Un extrait d'un de mes livres...

Le jeune Yann Seitek a quitté la ferme paternelle pour courir le monde……

Il marcha tout le jour, se nourrissant des quelques miettes que lui avait données sa mère. Le soir il arriva dans une grande ville qu'il reconnut pour en avoir entendu parler par son père : Kerahès (Carhaix), l'antique Vorgium des Romains, l'ancienne capitale des Osismes, l'une des quatre villes les plus importantes de la région. A la mort du duc Jean III en 1341, elle était passée aux mains du comte de Montfort la même année, puis à celles de Charles de Blois l'année suivante. En 1345, le comte de Northampton la reprit pour Montfort. Elle retomba l'année suivante aux mains de Charles de Blois qui la rendit à Montfort en 1347, après la chute de La Roche-Derrien. Elle était donc présentement Montfort.

Depuis quinze ans, un semblant de paix régnait dans la ville. Les habitants, lassés de ces guerres incessantes, se moquaient bien d'être Blois ou Montfort, puisqu'ils étaient Bretons avant tout, et que ces querelles de familles les intéressaient peu.

Arrivant par Plouguer, Yann était entré dans la ville par la rue Bourre. Passant devant le presbytère, il obliqua sur sa droite par la rue du Pavé qui le conduisit aux Halles puis à la Place des Menues Denrées. Fatigué d'avoir tant marché, il entra dans une taverne afin de se désaltérer. La salle était pleine. Un groupe bruyant d'hommes d'armes parlait fort et buvait sec. En le voyant, l'un d'eux s'écria d'une voix avinée :

-« Voici un jeune damoiseau qui désire certainement porter les couleurs de Montfort !

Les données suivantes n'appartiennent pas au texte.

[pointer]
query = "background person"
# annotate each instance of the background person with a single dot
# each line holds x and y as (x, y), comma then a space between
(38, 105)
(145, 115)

C'était la première fois que Yann Seitek était confronté directement à la soldatesque.

- Laisse-le donc ! fit un autre ! Tu vois bien qu'il n'est pas d'ici !

Puis, s'adressant à Yann :

- D'où viens-tu mon garçon ?

- De Ploehie ! (Plouyé)

- Oh ! Mais tu viens de loin ! .......... Et que comptes-tu faire ici ? Tu ne sais pas. Evidemment, tu n'as rien prévu. Ecoute-moi : le sire de Quélen qui gouverne la ville pour le comte Jean de Montfort recherche des hommes d'armes pour renforcer sa garnison......... Ne tiens pas compte de la bande d'ivrognes que tu vois ici. Tu me sembles sérieux, le sire a besoin de gens comme toi ! Viens demain matin au château, tu m'y trouveras et je t'aiderai !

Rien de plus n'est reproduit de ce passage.